Basu told a conference that it was necessary for India to throttle back growth in the short-term to control inflation and preserve long-term growth prospects.
"I would argue that this is a road bump, a sticky patch. The medium- to long-run growth prospect for India happens to be very good," he said. Basu, speaking at a conference ahead of high-level U.S.-India economic talks, said India's Ministry of Finance would make new growth projections next week. He said there was "a lot of lamenting" about a slowdown from India's recent growth rates.
The economy grew 8.5 percent in the last fiscal year, but growth slipped to 7.8 percent in the January-March period.
Basu said the government was moving forward with plans to change the way it subsidizes fuel and would allow kerosene to find its true market price while giving vouchers to the poor to directly subsidize their purchases of the fuel.

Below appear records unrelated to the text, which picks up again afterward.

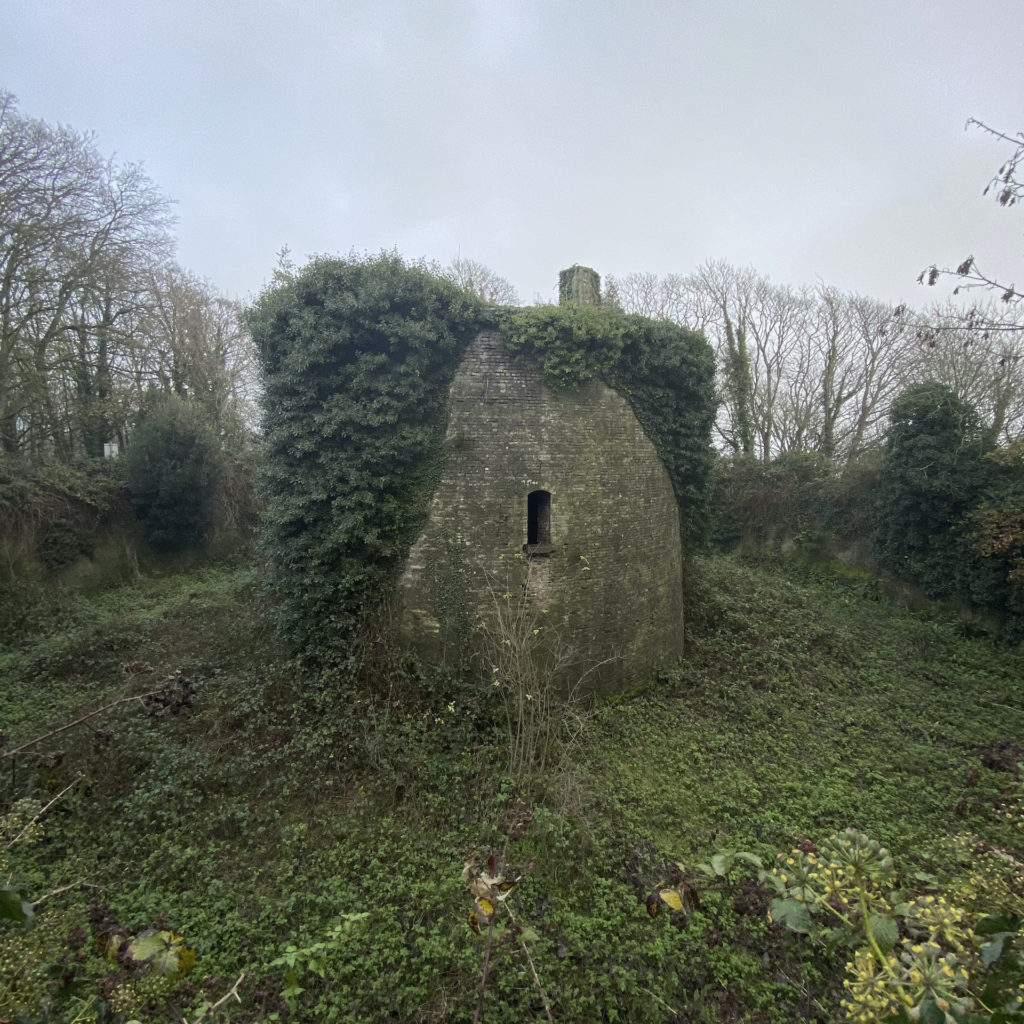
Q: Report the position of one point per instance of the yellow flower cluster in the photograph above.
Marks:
(869, 995)
(936, 920)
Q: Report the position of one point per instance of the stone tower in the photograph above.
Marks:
(556, 495)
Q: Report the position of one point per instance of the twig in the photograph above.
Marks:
(537, 981)
(233, 990)
(64, 889)
(483, 980)
(78, 721)
(44, 809)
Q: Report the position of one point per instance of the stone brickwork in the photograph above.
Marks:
(610, 580)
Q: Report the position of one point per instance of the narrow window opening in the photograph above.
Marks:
(539, 522)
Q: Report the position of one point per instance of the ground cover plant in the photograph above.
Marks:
(359, 852)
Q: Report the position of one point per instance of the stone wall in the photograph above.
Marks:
(610, 585)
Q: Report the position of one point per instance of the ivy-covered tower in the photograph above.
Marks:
(552, 496)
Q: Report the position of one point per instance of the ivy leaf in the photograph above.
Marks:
(994, 924)
(992, 950)
(15, 906)
(672, 899)
(885, 930)
(930, 1013)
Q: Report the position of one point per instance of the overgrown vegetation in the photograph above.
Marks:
(174, 469)
(333, 853)
(357, 356)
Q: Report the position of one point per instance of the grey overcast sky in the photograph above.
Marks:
(808, 138)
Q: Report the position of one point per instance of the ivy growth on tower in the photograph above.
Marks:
(358, 355)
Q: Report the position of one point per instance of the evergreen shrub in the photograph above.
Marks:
(174, 467)
(357, 356)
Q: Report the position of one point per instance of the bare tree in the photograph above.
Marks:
(76, 232)
(1008, 189)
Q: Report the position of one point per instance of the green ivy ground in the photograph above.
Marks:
(318, 844)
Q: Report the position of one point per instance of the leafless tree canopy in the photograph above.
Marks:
(816, 369)
(93, 312)
(481, 282)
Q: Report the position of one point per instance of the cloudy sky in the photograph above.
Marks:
(811, 139)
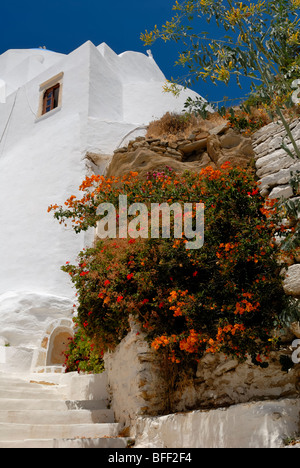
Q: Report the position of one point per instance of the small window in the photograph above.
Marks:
(50, 99)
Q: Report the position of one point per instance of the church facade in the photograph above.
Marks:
(55, 110)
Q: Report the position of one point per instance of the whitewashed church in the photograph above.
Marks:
(55, 109)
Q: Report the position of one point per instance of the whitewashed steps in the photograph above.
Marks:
(111, 443)
(37, 414)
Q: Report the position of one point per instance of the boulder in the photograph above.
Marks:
(144, 160)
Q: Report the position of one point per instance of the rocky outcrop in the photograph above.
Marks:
(136, 372)
(201, 149)
(273, 164)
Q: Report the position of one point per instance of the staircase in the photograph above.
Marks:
(36, 412)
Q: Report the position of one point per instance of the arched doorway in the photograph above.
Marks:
(58, 344)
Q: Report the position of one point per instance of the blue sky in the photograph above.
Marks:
(63, 25)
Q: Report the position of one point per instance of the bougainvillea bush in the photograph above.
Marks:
(224, 297)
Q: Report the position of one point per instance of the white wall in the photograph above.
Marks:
(105, 97)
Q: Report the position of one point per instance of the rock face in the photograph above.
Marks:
(135, 373)
(273, 164)
(291, 282)
(201, 149)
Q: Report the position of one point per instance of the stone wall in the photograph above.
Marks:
(273, 168)
(140, 383)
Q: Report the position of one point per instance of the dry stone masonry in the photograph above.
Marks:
(273, 168)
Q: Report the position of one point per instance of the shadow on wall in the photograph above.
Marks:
(53, 344)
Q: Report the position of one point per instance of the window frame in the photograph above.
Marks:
(53, 99)
(56, 82)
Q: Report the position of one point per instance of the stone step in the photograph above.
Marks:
(30, 393)
(13, 432)
(105, 442)
(54, 405)
(50, 416)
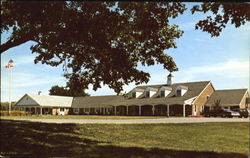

He said allowing foreign investment in India's long-coveted retail sector would help temper inflation and provide better management of food supplies. Lael Brainard, the U.S. Treasury's undersecretary for international affairs, told the conference the two countries have tapped only a small fraction of their joint economic potential despite rapid growth in trade in recent years.
She called for "reinvigorating" the two countries' commitment to domestic reform in their financial services industries and broader economies. "We are going to continue to deepen our collaboration in the Financial Stability Board, the IMF and the G20, where the U.S. and India -- based on our shared growth model, powered by domestic consumers, by markets, by innovation -- will work together to advance our goals for more-balanced growth," she said.